You’re hot, You have a million and one things to do between the home, work and trying to entertain the small demons you created that are running round demanding everything, and if you hear “mum” one more time you might just literally explode – but you wont because you know it will still be your job to clean all the ‘you’ off the walls.
I’ve been there, I felt my children were driving me crazy, I was drowning under the constant tide of washing, cleaning and trips to the potty and I couldn’t cope. All these phrases and images were coming out of my mouth and poisoning my mind.
Our minds are so clever and able to do the most amazing things, but they are also undiscerning and pretty gullible. Our mind absorbs and takes in everything we tell it, even when it’s completely absurd.
Every time I referred to my children as demon spawn, my mind believed it and soon a trepidation took shape that made me feel low at the idea of spending the day with them. Every time I said I was drowning under all my home, parenting and work responsibilities my mind let it in. Every time I told it I was being driven crazy, that I couldn’t cope, that I was useless, my brain believed me and soon I was having physical symptoms. I had panic attacks and felt snappy and at the point I sought help, I thought I might genuinely be crazy – because that’s the appropriate response to the extreme images I was creating in my mind and I had told myself I wasn’t equipped to deal with it.

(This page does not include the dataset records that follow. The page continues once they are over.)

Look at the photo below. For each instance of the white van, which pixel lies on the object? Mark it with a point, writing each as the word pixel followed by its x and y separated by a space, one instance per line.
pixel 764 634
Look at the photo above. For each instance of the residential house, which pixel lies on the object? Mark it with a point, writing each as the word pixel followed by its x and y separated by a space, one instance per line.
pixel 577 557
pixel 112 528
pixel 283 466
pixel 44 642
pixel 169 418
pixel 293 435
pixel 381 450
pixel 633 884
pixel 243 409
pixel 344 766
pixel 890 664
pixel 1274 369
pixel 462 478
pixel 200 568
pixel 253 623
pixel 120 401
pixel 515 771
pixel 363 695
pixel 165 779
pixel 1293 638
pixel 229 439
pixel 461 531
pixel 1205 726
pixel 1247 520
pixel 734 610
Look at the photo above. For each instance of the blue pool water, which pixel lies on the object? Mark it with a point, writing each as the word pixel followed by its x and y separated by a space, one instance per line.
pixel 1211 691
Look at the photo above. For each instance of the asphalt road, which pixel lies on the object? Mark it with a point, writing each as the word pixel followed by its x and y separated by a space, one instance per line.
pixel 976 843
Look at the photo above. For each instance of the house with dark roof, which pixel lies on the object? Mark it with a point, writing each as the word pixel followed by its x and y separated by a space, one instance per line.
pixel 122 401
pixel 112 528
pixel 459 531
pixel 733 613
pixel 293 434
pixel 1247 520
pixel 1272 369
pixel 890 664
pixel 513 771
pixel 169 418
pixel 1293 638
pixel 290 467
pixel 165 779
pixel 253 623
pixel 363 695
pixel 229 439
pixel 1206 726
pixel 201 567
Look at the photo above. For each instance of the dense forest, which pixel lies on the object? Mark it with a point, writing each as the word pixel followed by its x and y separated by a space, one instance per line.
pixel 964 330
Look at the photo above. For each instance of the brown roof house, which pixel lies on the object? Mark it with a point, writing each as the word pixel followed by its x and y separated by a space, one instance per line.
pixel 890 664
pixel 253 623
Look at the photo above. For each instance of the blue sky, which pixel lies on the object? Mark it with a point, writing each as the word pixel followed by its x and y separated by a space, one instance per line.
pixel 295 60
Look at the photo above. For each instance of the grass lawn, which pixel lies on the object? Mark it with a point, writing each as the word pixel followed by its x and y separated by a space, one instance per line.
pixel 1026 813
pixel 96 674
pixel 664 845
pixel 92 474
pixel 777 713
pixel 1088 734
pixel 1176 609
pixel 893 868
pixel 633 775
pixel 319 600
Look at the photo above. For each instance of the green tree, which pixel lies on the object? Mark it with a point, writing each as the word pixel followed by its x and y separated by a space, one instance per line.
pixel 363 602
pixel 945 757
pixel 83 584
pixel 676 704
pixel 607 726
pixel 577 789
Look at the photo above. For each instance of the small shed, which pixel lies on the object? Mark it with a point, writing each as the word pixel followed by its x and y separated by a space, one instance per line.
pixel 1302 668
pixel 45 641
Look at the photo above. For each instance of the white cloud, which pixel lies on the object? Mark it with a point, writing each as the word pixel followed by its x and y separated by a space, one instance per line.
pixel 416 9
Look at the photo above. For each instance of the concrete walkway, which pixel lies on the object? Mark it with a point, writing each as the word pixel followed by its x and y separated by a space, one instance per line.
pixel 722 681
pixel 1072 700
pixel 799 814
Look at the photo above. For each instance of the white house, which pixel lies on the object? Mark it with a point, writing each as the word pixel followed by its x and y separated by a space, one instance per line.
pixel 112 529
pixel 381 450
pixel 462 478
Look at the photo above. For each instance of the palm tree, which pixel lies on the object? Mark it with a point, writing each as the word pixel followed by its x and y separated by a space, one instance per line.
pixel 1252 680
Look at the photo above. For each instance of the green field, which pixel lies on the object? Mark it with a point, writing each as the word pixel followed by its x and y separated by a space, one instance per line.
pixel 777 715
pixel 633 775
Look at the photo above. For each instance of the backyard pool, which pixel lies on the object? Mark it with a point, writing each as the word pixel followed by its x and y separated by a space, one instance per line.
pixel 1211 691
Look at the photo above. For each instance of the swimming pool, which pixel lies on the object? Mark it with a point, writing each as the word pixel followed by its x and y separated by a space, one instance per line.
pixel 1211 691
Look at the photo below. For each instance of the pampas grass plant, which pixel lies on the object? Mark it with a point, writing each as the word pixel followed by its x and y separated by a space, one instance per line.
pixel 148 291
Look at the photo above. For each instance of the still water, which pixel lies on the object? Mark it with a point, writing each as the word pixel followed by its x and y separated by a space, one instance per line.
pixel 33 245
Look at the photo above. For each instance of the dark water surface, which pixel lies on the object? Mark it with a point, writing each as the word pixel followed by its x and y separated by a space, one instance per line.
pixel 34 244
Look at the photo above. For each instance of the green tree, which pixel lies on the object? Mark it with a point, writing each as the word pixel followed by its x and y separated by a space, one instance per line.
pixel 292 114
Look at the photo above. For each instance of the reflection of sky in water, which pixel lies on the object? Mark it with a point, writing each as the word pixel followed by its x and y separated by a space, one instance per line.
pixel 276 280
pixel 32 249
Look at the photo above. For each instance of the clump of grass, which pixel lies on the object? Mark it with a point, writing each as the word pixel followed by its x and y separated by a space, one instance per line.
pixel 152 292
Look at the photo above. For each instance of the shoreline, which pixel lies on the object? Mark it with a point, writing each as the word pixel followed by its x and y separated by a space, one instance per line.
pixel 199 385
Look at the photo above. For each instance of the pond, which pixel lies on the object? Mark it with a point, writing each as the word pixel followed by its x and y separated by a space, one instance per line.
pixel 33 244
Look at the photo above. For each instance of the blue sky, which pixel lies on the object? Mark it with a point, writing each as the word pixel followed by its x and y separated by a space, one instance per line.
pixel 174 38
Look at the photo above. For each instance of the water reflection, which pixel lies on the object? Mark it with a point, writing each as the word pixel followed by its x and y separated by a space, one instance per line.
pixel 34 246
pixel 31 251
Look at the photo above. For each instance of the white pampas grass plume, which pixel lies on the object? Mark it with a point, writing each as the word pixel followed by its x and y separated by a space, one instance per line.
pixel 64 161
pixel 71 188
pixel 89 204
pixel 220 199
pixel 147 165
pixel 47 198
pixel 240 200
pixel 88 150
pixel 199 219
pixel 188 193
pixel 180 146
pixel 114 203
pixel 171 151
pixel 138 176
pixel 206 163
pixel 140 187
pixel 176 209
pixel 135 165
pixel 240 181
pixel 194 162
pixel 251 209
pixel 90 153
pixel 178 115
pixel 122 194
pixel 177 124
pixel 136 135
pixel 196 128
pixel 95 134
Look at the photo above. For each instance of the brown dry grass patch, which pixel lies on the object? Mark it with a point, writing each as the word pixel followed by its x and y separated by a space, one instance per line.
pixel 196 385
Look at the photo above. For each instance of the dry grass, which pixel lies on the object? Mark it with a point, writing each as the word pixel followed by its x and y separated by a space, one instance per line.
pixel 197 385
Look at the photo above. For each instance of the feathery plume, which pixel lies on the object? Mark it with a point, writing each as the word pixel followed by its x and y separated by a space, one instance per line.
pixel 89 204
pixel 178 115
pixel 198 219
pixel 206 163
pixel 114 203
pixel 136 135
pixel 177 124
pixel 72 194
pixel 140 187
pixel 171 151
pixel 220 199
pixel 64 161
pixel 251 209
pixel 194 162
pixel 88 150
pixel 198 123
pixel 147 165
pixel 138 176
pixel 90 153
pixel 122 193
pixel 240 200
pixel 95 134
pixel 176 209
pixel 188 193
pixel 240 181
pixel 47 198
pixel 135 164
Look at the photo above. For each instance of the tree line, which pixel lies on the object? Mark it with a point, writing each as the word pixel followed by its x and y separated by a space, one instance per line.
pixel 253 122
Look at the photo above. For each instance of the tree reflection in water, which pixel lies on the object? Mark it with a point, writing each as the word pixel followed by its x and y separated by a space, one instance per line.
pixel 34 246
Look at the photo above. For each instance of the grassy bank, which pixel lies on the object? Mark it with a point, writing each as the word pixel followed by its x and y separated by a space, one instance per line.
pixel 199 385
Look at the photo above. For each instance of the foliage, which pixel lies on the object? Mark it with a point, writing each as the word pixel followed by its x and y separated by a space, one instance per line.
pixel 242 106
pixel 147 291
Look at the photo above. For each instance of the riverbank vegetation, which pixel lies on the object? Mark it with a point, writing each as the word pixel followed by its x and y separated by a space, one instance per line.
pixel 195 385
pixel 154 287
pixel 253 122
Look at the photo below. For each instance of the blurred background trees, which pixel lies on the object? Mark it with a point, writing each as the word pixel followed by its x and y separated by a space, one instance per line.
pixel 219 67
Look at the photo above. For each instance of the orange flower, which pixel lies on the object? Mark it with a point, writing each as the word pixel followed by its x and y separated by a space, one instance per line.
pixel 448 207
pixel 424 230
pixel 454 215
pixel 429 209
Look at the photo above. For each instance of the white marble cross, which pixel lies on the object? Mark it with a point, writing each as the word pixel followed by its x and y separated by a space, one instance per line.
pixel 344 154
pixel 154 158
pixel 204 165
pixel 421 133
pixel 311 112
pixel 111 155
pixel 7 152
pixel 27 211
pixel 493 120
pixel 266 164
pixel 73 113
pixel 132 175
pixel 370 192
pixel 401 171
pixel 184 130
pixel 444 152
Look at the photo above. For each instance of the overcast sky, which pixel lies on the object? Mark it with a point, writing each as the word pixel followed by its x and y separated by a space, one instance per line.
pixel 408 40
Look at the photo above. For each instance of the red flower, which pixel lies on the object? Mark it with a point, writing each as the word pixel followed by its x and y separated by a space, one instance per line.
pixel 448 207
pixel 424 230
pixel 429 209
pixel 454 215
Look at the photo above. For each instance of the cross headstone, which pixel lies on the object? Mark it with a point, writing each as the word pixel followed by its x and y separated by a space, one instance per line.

And the best part, my children are not awful. Not in slightest. My home is not dirty and my work gets done – eventually. All I wanted was to spend time with them, have a picnic or go on a day out but these things all felt impossible to me.
That was the first thing that needed to change. Being a lover of language, creative writing and all things literature. I had to do something that felt very unnatural. I needed to stop using such negative and emotive language. I needed to stop exaggerating the negative and start telling my brain some useful stuff. – Number 1. Ditch the negative self talk. Your children aren’t demons, hell spawn or anything else you call them. They are your children. You love them. You couldn’t imagine life without them, even if they are challenging at times. Of course you can cope, your success rate for coping to date is 100%, that is amazing. You have phenominal coping skills.
Number 2 – “Will you put your shoes on”, “We need to go, put your shoes on”, “No they are on the wrong feet”, “Where is your other shoe”, “JUST GET YOUR DARN SHOES ON RIGHT NOW!!!!”
We get angry, we tell ourselves they are making us angry. But are they? Are they not just being mostly age appropriate children thinking it’s funny getting a reaction out of you, daydreaming and wondering what your 3rd favourite Octonaught is. I was making myself angry all those times. I was letting myself get worked up. So I changed tactics, “What are you going to put on first, your shoes or your coat?” usually works but on the days when he is really in daydream land “We are leaving at this time, if you don’t have your shoes on, you will have to walk to the car in bare feet”, is better. I say it once and the responsibility is with him to put them on or not and he will face the consequence. I only had to say it once, I didn’t get mad and luckily he had his shoes on before I had his little sister in the car.
Setting expectations like this and making sure I followed through was key. Some days it was hard, I was tired or foggy and would forget if I had already given a warning and so they would get two or three warnings and I would feel myself getting tense (notice I didn’t say feel my blood boiling, ha-ha). And sometimes even now, I still shout but it’s so occasionally and I know I’m still doing a phenominal job. I do actually have amazing coping skills.
Finally, make time for them. Book the day out, even if you don’t feel like it. Go for the picnic or the nature walk or have the water fight. I can hear you screaming at me, “when Mel, when do I do that between the cooking, the cleaning and the laundry”. I know you think, I would if I could. But you can. It sounds counter-intuitive I know, but spending time with your children makes more time, and everyone is happier. So you spend half an hour in the garden playing with your children. You come in to get the washing on, and you put it on. You don’t need to fix a snack, answer 20 strange questions or tell them to stop fighting because they are happy and have had attention from you. You start to cook dinner and you are left alone to cook it in peace, and you all have lovely things to say about your day around the dinner table. The house isn’t wrecked because they burnt their energy in the garden so you only had to sweep the floor once. Making time for your children, makes time for you.
Putting these steps into practice, you’ll not just get to survive the 6 week break, but you and your children will get to enjoy it and you might even find a new level of confidence and gratitude from the spectacular way you cope with the challenge of parenting for years to come.
If all else fails, remember that one day they will be potty trained, they will be riding their bikes out with friends and you might even miss the constant screams of “MUM” – until then there is wine.